A2A (Agent-to-Agent) is Google's proposed standard for inter-agent communication. Function calling works for single-model tool use, but breaks down when you need agent-to-agent delegation. With A2A, each agent publishes an Agent Card (JSON schema describing capabilities), and agents discover and negotiate with each other via JSON-RPC 2.0. SSE streaming gives real-time progress updates. It's a proper multi-agent protocol vs. bolting tools onto a single LLM.

Q: How do you handle security? Agents have access to my Gmail?

Each agent integration uses standard OAuth 2.0 with minimal scopes. You explicitly grant permissions per service. Agent actions are logged and auditable. We don't store email content — the GmailAgent uses the Gmail API directly with your token. Enterprise tier supports on-premise deployment for full data control. We're also working on granular permission policies (e.g., "can read but not delete emails").

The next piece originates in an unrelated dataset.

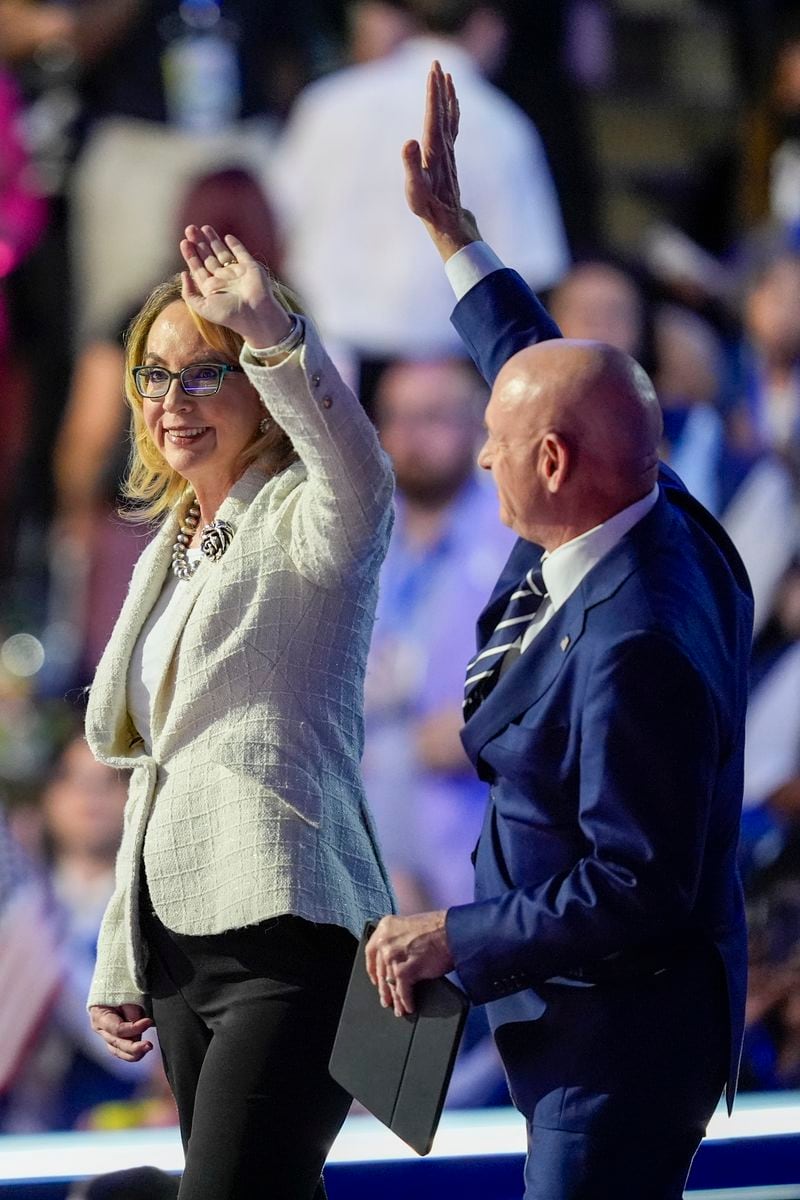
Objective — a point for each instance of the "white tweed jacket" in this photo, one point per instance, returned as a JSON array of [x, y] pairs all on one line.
[[251, 804]]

Q: How does the self-improving feedback loop work technically?

Every agent execution produces a result with metadata (success/failure, latency, user feedback if given). Every 6 hours, a meta-agent evaluates recent executions against quality targets (7/10 for Free, 9/10 for Pro). It identifies patterns — e.g., "GmailAgent fails 30% of the time on multi-recipient emails." Then it generates prompt modifications, tests them against a held-out set, and deploys if quality improves. Pro tier runs up to 5 iterations per cycle. It's essentially automated prompt engineering with a continuous evaluation harness.

Q: Why Rust + Lambda instead of Python/Node?

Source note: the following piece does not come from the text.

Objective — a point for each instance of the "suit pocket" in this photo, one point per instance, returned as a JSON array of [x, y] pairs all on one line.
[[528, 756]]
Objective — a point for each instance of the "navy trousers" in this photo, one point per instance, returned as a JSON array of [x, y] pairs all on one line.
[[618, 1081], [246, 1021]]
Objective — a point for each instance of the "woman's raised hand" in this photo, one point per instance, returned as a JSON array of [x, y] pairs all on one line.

Cold start latency. Our P95 cold start on ARM64 Lambda with musl is under 50ms. A Python Lambda with dependencies is 500ms-2s. For agent orchestration with SSE streaming, every millisecond of overhead compounds. Rust + axum also gives us a single binary (~15MB) that runs identically on Lambda, Fly.io, and Docker. The same codebase serves both platforms.

Q: $1M/month Enterprise tier? Is that a joke?

It's a concierge tier for large organizations that want custom agent development, on-premise deployment, dedicated model instances, and SLA guarantees. Limited to 10 companies because each requires significant hands-on engineering. Think of it as "we build your custom AI workforce" rather than a SaaS subscription. The core product works on the Free and Pro tiers.

Q: When will it be open-sourced?

We're planning to open-source the core A2A protocol implementation and the agent framework. Timeline is within the next few months — we want to stabilize the API first. The hosted platform (auth, billing, managed infrastructure) will remain proprietary, similar to how Supabase open-sources the core but offers a managed service.

HNでの注意点: 過度なマーケティング表現は避ける。技術的な質問には具体的なコード例やアーキテクチャで回答する。批判的なコメントにも丁寧に対応し、「good point, we're working on that」のスタンスで。